The driving was incredible, faster and faster during each practice run. You could see the line being etched into the road and the drivers beginning to find their pace as they practiced the course. As the excitement rose the time progressed and 9am came around.  Practice was over. We were back to our hotel about 10 hours after we woke up and it was only noon!

Friday started the same way, 2:30 rolled around and we were getting up. Packing for the day and getting ready to head up to the mountain again. This time we were headed to the lower section. We arrived at our destination, Eleven Mile, and immediately saw something we hadn’t seen before, Cars. There were nearly as many vehicles on Friday, practice day, as there normally is during the race. It was clear that the new drivers were bringing more fans!

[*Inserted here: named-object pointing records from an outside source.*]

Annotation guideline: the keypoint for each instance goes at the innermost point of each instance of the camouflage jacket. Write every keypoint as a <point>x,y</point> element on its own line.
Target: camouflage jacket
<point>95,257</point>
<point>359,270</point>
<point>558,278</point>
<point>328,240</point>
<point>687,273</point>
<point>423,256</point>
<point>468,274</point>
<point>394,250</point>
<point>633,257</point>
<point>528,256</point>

The sun began to rise and the fans emerged from their vehicles. The day was perfect, not a cloud in the sky and just a faint breeze. The first engine began up the hill and we all waited in anticipation. The motors are often so loud that you would swear that they were coming around the corner you are looking at even when the vehicle is still a mile away!  Soon the first car blasted around the corner and threw a huge plume of dust into the sunlight. The car dissapeared as fast as it arrived, the entire time we saw the car it was completely sideways at full speed. This is why we come here!

The anticipaction of the race began, speculation of who could take down the 10 minute barrier… Then speculation on what the weather would do and whether or not Eriksson and Mark Rennison would get their cars back together. Then of course the topic of the event came up.

Pikes peak is the only event that I know of that every driver comes back, not because of the event, but because of the mountain. The draw of that mountain is strong enough that every driver that I have spoken to repeatedly says “I don’t think I want to do this anymore” but every year they are back.  I am sure you are wondering why they wouldn’t want to do this anymore. The reason is simple. The race is run very poorly. The marketing, organization and, well basically everything all seem as though they undergo no planning and are simply put into place by hasty descisions and big egos. This year no timing was displayed to help boost interest in the race. Never has there been marketing in Denver…which is 70 miles away from the event. Restrictions are put on the Media at such a high level that they don’t want to show up to the race for any reason other than its history.

But even though competitors feel as though they were duped, media feels unwanted and spectators have to make a large effort to spectate (this is just the nature of the race however, not a reflection on the organization) the event is successful.  I can’t wait till tomorrow to head up to Devils Playground and watch fans and vehicles roar as the clock ticks.  I hope to see the record fall, but a small part of me wants to see the mountain hold back that 10 minute barrier once again! All this will have to wait, because tomorrow is race day and tomorrow the mountain will decide.